One such topic is having student determine the function that models some form of quadratic data. I find that many students get lost in the wording of such questions and get bogged down by the details. I thought I would introduce a video to see if it helped with their understanding. I showed my class the video below and asked them to determine the function that models the height of the ball at any given time.
I played the video on the interactive white board and had a student come up to the board and put dots on the board to show the location of the ball. Once the video was finished he drew a smooth curve through the points. My question to the class was how do we determine the function that models the situation? I was amazed how engaged the students were. I received a ton of answers: We need to find the vertex. We need a set of axes. We need the 'a' value.
The video and the one question I asked produced the buy-in I was after. It was great. The nice thing about this lesson is that later in the unit when students struggled and asked for help they would say things like "Oh right, this is what we did with the video isn't it?".

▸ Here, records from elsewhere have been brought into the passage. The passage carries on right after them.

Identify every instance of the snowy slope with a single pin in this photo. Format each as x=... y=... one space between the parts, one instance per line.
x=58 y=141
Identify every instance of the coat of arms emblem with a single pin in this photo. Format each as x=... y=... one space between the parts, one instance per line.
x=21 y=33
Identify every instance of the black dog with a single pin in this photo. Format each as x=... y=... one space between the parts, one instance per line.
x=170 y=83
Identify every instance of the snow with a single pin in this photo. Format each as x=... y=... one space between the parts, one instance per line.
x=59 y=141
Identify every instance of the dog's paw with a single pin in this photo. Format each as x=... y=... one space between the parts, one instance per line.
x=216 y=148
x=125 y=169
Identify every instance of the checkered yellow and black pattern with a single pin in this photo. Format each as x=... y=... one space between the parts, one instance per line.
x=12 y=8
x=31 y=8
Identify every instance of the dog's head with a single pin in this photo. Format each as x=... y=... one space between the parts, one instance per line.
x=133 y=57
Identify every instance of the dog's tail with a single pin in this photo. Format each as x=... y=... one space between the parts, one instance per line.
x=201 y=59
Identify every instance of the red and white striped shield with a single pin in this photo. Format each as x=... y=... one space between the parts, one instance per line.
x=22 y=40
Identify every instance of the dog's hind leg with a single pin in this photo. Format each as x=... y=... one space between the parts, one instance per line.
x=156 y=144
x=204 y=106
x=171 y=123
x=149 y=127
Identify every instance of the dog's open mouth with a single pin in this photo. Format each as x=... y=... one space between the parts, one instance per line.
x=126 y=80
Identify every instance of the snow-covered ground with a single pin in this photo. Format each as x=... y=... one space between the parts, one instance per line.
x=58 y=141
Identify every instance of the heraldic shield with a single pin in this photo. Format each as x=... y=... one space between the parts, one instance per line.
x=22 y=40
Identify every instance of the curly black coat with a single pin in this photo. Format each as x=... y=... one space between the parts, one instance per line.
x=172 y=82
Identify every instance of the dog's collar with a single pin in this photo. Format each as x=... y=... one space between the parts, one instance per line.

As an added bonus we were able to practice a couple of times just by shifting axes around, which also reinforced the idea that the 'a' value was the same because we were talking about the same curve.
I realize that the problem is still somewhat contrived. Ideally I'd like to have a situation where students feel compelled to solve the problem and end up using the math to do it. Nobody really wants to know the function that models the path of the ball, but it was a situation they could relate to and was a step in the right direction.
This is a fun lesson, I've done something similar for the last five years.
ReplyDeleteBasically have the students build some sort of contraption that shoot projectiles like a trebuchet, catapult, potato gun, water gun, whatever.
Let them collect data with a video camera and then overlay a transparent graph paper image on top of the video. Now they collect data and try and analyze the function.
Repeat for a few different graphs. "Does the angle of the shot have to remain constant? Can we change the force and expect the same shot?"
Use the information you have to determine how far away you have to be to hit the target.
Give students 1 shot to try and hit something using the mathematics they've learned.
I like the idea of having students create something. It really gets them to apply the math they have learned.